Sara Asurbayli was interested in history and architecture of her native city from childhood. In Baku, she graduated from the History and Philology Department of the Faculty of Oriental Studies of Azerbaijan State University.

For a very long time, the unofficial status of "a family member of an enemy of the homeland" did not allow her to get a job in her field. Her family was destitute. Sara xanim worked as a teacher in a secondary school and a stage designer in the theatre, did small jobs and taught foreign languages in the conservatory.

On the advice of friends, she went to a place "where nobody knew her" and successfully defended her thesis at the Leningrad Institute of Oriental Studies in 1949. Shortly after the famous 20th Party Congress that debunked the Stalin cult, the time of thaw and rehabilitation of innocent prisoners came. With the help of Samad Vurgun, who was vice-president of the Academy of Sciences, Asurbayli managed to get a job in her field. Only then, did she get the opportunity to fully fulfill herself as a historian.

In 1964 she defended her doctoral thesis at the Institute of History of the Academy of Sciences of Georgia, and only then (she was already 60), was she able to take up historical science professionally. Initially, Sara xanim worked at the Museum of History of Azerbaijan, where she headed the department of Azerbaijan's medieval history and then as a senior research fellow at the Institute of Oriental Studies of the Academy of Sciences. She was a scientific secretary, a senior research fellow and a leading scientist at the Institute of History, and from 1993 until the end of her life, Sara Asurbayli was a senior fellow at the Institute of Archaeology and Ethnography of the Academy of Sciences of Azerbaijan.

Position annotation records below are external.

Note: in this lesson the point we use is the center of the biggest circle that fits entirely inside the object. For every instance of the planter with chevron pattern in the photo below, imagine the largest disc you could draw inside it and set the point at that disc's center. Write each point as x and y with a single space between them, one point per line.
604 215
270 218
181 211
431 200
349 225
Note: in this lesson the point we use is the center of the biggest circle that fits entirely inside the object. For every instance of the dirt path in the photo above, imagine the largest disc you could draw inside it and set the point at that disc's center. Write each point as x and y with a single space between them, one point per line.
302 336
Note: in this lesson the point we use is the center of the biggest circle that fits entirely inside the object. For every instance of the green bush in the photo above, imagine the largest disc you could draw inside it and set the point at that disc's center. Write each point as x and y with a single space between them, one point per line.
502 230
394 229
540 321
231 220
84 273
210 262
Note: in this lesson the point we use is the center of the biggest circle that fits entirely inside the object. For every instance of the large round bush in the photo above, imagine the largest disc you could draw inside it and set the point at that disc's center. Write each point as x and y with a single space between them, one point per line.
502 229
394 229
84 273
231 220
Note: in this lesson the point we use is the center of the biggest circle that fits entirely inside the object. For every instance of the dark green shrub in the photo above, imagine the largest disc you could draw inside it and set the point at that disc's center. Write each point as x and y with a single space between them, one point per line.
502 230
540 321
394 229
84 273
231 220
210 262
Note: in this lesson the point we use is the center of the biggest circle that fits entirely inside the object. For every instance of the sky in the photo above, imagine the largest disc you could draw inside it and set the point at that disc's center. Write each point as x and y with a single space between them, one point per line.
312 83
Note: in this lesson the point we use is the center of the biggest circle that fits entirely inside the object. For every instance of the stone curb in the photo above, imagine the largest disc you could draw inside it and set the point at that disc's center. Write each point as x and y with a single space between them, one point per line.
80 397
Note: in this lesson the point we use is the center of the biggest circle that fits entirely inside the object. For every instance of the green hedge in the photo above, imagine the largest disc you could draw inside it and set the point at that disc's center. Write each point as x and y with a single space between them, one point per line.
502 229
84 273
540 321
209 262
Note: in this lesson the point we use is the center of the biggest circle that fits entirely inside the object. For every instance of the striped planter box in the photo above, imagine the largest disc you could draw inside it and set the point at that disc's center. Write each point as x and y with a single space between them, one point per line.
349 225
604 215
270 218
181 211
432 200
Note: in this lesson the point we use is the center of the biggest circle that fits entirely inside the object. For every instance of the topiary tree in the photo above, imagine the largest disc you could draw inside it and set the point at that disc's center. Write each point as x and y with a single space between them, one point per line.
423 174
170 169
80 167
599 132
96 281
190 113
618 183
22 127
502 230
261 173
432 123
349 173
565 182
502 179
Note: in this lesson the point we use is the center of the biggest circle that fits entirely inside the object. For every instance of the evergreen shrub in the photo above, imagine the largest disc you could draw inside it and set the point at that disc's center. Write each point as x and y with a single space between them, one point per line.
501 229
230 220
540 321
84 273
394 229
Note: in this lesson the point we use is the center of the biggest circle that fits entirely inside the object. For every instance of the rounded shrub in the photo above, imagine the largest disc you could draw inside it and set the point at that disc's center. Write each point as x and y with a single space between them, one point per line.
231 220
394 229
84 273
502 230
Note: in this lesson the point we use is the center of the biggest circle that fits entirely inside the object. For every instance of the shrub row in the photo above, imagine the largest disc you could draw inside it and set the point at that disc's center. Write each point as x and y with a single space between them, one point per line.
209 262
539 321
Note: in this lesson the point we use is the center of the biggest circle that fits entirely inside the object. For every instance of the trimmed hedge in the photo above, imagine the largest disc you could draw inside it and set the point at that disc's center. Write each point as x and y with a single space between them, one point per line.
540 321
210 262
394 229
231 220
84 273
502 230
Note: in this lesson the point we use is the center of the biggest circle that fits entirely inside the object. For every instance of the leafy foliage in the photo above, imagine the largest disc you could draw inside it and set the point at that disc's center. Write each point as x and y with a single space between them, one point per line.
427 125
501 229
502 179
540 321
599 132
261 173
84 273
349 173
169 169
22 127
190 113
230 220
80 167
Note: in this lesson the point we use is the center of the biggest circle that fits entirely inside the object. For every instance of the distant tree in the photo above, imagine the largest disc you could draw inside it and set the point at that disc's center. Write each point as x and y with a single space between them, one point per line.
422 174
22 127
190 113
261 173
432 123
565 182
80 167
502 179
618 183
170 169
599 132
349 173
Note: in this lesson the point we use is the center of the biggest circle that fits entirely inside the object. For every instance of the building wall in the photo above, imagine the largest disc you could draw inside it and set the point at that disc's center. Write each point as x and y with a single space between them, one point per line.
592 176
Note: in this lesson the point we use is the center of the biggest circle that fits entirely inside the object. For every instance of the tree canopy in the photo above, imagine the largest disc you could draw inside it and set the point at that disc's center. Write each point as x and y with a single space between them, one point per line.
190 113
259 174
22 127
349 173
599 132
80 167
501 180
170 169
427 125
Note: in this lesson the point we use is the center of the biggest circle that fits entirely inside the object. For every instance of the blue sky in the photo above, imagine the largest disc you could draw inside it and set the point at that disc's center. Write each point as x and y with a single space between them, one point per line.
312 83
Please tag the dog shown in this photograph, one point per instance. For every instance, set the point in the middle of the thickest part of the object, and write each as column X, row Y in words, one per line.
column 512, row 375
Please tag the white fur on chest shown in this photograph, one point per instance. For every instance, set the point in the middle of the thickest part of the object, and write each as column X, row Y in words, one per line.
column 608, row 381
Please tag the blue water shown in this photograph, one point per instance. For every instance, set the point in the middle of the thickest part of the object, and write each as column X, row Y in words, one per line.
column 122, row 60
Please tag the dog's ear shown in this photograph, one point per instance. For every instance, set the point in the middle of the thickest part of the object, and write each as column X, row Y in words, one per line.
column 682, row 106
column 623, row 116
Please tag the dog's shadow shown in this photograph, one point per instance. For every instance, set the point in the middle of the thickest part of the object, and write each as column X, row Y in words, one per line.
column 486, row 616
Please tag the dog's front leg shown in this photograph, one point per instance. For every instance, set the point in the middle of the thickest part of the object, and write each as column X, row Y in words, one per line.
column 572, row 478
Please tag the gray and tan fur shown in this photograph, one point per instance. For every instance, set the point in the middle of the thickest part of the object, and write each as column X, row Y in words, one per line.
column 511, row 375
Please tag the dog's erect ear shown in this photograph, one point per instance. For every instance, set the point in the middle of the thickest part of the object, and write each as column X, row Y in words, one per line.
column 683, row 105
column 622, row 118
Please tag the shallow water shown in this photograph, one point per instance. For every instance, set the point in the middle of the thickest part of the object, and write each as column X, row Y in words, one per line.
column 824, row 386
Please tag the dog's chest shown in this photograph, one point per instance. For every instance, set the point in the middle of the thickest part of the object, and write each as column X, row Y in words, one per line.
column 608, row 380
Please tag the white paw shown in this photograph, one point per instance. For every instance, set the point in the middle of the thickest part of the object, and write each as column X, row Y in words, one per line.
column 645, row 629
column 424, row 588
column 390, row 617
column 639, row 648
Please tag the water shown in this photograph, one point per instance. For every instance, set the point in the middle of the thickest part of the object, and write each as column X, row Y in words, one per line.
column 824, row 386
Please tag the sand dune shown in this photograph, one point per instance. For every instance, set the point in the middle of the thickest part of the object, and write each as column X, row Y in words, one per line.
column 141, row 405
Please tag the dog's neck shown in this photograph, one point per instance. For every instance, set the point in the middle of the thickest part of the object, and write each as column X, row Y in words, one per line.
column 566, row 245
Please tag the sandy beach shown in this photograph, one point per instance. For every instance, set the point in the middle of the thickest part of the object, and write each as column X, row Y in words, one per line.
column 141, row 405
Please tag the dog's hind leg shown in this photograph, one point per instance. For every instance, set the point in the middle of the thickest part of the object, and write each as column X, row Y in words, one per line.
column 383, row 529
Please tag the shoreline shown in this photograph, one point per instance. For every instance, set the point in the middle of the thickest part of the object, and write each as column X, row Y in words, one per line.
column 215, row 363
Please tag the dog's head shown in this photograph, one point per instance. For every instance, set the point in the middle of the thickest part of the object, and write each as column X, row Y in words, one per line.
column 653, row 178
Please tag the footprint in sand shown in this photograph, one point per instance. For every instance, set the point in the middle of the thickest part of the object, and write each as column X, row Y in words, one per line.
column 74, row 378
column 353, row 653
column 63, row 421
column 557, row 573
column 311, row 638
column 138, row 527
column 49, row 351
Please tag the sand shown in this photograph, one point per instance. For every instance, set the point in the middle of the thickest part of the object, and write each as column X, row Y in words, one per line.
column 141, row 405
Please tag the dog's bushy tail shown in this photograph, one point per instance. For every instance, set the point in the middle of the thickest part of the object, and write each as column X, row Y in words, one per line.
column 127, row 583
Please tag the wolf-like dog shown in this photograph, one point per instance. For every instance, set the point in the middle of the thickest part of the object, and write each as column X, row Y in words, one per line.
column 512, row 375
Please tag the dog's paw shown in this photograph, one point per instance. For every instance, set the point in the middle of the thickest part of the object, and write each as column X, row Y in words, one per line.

Despite the difficult fate and very late arrival in science, Sara Asurbayli made an invaluable contribution to the study of the history of Azerbaijan and Baku in a short time.

"For me, Sara xanim is the greatest keeper of the history of Baku," historian Rizvan Huseynov says. "Perhaps, she made more than all our scientists for the study of the history and ancient architecture of Baku and found numerous sources on the Maiden's Tower and the general history of the Shirvanshahs."

She authored more than one hundred scientific papers on historical subjects, most of which were written for the Azerbaijan Encyclopedia. Sara xanim is the author of translations of Western and Eastern researchers of Azerbaijan. She is the author of "Essays on the History of Medieval Baku (8th - early 19th century)", "History of the City of Baku", "State of the Shirvanshahs (6th-16th centuries)" and other books.

The wheel of history went through the entire intelligentsia of the Soviet Union, burying many of the best people. When you read the biographies of artists, actors, directors, writers and musicians, you see that not a single family was able to avoid the Red Terror of the late 1930s. The tough time left scars on the fates of survivors. Till the end of her life, Sara Asurbayli, a person of intellectual labour, remained in good memory, and at 95, she started a book about her hard biography, which she was unable to finish. She died on 17 July 2001.